Evans Bancorp reported an 11 percent increase in its first-quarter net income, as its chief executive officer said he sees encouraging trends in the bank’s performance.
“The momentum in earnings and growth is continuing to build here,” said David J. Nasca, president and CEO of the Hamburg-based parent of Evans Bank.
Evans reported net income of $2 million, compared with $1.8 million a year ago. It recorded diluted earnings per share of 47 cents, which increased from 43 cents from a year ago and was in line with analysts’ estimates.
Nasca said the bank’s quarterly results were fueled by growth in loans, deposits and its wealth management business. “Really in a lot of sectors, we’re having success,” he said. Evans’ loans increased by 12.5 percent from a year earlier, which Nasca said was due in part to “increased production. We’re out there getting our fair share of projects.”
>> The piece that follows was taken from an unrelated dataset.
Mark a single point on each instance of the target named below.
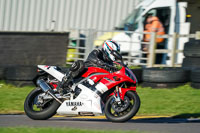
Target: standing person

Evans’ total deposits rose by 3.4 percent, or $23.6 million, from a year ago. “There’s been some cross-sell activity,” Nasca said. “On top of that, we’ve been adding new customers. But we’re working very hard to make sure we’re looking at their full portfolio of needs and serving that full portfolio of needs.”
The bank’s wealth-management business benefited from the hiring of more personnel to focus on that area, Nasca said. “We started out a little below peer averages,” he said, “but we’re making up great ground there.”
Evans’ non-interest income increased by 2.6 percent from a year ago, to $3.4 million. It reported a 7.7 percent increase in non-interest expenses from a year ago, which was due to a 9.5 percent increase in personnel expenses, such as from hiring to support the wealth management business.
“We would anticipate to continue making strategic investments like that, but we also anticipate that revenue will increase following those investments, as well,” said Gary A. Kajtoch, executive vice president and chief financial officer.
Nasca said the bank has been growing “very fast, so we continue to try to be out in front of that growth by building our structure with investments in people, processes, systems.”
What is Nasca’s view of the state of the local economy? “I think we’re optimistic that things are improving. I think the further we go, we’re putting the 2008 financial crisis in the rearview mirror. We’re seeing the results of our efforts sort of pay off.”
Evans’ annual meeting is scheduled for this morning in Orchard Park.